PM rona. He wrangles Bixby stoves. May want to upgrade the firmware etc. That will allow the stove to self start on thermostat. Could be several simple issues. Like a poor door seal on the ash bin. Really like mine and with corn so cheap it still beats propane at 93 cents and once running it only needs to be shut down to clean once a month if running on lower settings and biscuits emptied once a week. About a fuss free as they get.
Welcome


----------



## mustangwagz (Nov 14, 2015)

i second contacting Rona, dood deals with them allllllll the time.  Im friends with him via other places, ill let em know he's needed. haha


----------



## rona (Nov 14, 2015)

theblane said:


> Hi everyone,
> 
> I bought a Bixby Maxfire 115 about 2 months ago and I have had problems.  I burn wood.  1.2.3&7 lights blink but the igniters are good.  I have new metal igniters also.  The stove ran for a little on the corn setting but the temps dropped and now it runs well for about 2 hours and then just shuts down.  I start it up again and it won't run so I have to wait, start again at 0,0 and adjust accordingly.  Often doesn't run on any settings.  Thermal coupler wire is attached, the motors are good, fan is good.  Some of those lights change over the past month or so but I'm always getting a right igniter failure.  Help?
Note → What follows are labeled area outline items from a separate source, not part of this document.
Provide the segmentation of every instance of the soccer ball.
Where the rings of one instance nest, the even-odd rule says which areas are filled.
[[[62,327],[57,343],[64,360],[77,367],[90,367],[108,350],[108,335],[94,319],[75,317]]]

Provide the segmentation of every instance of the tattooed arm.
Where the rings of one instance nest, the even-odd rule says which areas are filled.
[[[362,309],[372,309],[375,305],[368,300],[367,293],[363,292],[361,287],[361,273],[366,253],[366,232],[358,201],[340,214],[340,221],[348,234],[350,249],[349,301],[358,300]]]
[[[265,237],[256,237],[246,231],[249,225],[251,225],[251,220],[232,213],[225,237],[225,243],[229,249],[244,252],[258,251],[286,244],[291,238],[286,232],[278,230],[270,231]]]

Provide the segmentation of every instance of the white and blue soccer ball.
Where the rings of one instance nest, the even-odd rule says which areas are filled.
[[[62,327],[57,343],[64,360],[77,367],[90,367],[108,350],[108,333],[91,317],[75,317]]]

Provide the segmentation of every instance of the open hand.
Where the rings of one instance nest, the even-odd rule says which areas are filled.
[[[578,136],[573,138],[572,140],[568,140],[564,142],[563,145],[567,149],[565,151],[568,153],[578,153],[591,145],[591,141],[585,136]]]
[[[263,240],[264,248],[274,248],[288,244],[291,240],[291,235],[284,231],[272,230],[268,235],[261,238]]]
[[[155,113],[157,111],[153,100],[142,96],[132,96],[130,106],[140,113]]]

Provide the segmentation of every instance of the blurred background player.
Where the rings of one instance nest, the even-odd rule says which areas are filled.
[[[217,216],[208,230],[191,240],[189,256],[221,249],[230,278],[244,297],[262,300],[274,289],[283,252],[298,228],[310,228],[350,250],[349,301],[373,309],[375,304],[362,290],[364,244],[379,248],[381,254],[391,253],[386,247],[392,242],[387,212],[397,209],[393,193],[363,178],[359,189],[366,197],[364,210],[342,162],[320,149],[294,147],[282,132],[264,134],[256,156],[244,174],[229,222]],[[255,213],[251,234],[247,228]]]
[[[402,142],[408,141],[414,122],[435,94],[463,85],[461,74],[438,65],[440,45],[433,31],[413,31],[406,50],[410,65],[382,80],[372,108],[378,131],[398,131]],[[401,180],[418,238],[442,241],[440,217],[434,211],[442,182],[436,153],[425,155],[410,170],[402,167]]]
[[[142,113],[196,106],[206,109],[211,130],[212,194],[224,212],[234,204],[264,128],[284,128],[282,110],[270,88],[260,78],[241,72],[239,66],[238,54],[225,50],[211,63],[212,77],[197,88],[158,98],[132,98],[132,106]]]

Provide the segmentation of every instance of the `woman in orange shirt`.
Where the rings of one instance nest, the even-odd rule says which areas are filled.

123&7 mean internal error.  Try disconnecting stove from the wall  then plug it back in. Called re-booting and if you are lucky it will run again. But telling me you bought it two months ago  probably means the stove had the problem before you bought it.  Have you checked the new igniters with a ohm meter to make sure they are good?
   There is other things  to look at, When you say it ran for a little on the corn setting but now it runs for 2 hours and shuts down. Then you say you burn wood I assume wood pellets. Where do you have the settings when you are running it? Usually I suggest starting with exh fan in the middle position and work with the fuel.
  I always tell people when buying a used stove to do a complete clean before anything else. Remove the two panels that protect the convection tubes and clean behind them and on the bottom of them where the exh runs. Then afte that remove one floor plate screw and remove the floor plates. Pull a couple pins and lift burn pot out then make sure all the little 1/8 inch holes are clean that are under the burn pot. reassemble the above items.
 Next empty the fuel hopper and remove the plate that protects the feed wheel.  Next remove the 4 small screws that have a spring and sleeve in them. Lift wheel out and vacuum all fines found in that area then put everything together.
Put fuel in hopper and turn it on then push 1 heat level it should cycle 3 times with fans running and shut down then it should drop fuel in the pot then igniters heat up and air pump makes noise  it should run.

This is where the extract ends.